Wieviele Protestanten können sie denn jedes Wochenende, auch bei den Gottesdiensten um 10 Uhr, im Durchschnitt in ihrer Gemeinde begrüßen?

Kiwitt: Rund 60 Besucherinnen und Besucher versammeln sich an normalen Wochenenden zum Gottesdienst, etwa 25 davon entfallen auf den Gemeindeteil Altenwald (mit Hühnerfeld), etwa 35 davon auf Neuweiler. In den Sommermonaten, wenn in den Gottesdiensten Kinder getauft werden, steigt die Zahl der Besucherinnen und Besucher natürlich.
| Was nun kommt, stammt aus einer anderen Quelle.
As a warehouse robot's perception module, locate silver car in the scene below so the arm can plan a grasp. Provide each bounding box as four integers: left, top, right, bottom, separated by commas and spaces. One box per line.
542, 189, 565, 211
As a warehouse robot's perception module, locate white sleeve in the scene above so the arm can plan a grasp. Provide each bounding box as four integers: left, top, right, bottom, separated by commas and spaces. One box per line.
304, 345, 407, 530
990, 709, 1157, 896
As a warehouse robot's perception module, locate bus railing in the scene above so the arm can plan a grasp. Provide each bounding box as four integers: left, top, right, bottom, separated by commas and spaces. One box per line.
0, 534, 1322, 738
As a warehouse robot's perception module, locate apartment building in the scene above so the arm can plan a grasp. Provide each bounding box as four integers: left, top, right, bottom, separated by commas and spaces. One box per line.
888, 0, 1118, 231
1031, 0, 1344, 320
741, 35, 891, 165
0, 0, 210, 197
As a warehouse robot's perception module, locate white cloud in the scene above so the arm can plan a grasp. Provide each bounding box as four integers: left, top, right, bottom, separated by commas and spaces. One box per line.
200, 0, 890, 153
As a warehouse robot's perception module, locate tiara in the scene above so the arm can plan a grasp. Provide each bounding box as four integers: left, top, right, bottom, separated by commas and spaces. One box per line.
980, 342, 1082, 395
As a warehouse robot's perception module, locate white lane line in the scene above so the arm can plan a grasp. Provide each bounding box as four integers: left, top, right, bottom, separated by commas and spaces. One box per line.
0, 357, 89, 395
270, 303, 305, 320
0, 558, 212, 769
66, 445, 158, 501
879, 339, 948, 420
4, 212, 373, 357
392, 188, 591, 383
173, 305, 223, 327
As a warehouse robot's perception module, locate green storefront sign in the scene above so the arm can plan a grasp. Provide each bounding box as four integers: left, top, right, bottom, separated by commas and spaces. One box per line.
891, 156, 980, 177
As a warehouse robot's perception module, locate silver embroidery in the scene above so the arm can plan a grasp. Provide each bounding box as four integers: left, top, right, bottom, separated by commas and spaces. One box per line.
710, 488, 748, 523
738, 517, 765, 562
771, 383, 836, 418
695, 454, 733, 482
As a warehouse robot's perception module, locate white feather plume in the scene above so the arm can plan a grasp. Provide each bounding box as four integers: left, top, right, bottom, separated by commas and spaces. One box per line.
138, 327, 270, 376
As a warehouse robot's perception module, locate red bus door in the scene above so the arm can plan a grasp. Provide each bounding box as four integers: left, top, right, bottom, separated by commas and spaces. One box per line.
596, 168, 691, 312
Sind wir, wenn wir schon für Gott und unser Seelenheil nicht mehr frühzeitig aufstehen, auf dem Weg in eine rein weltliche, oder vielleicht auch nihilistische Gesellschaft - auch angesichts zusammenschrumpfender Kirchengemeinden?

Kiwitt: Nein! Die Suche nach geistlichem Leben und geistlicher Erfüllung hat sich verlagert. In unserer Gesellschaft wird das Heil für die Seele nicht mehr allein in der Kirche gesucht, sondern auch in vielen Bereichen des Lebens außerhalb der Kirche. Nehmen wir ein Beispiel: Wer geistliche Erfüllung in einem Sonnenaufgang auf einem Berggipfel sucht, der muss noch früher aufstehen, als es für den Gottesdienst um 10 Uhr hätte sein müssen. Die Frage, die sich der moderne Mensch von heute stellt ist: Was bin ich bereit, dafür zu investieren, geistliche Erfüllung zu erreichen? Die Angebote sind so vielfältig, dass ich mich in Ruhe umschauen und das für mich Passende auswählen kann.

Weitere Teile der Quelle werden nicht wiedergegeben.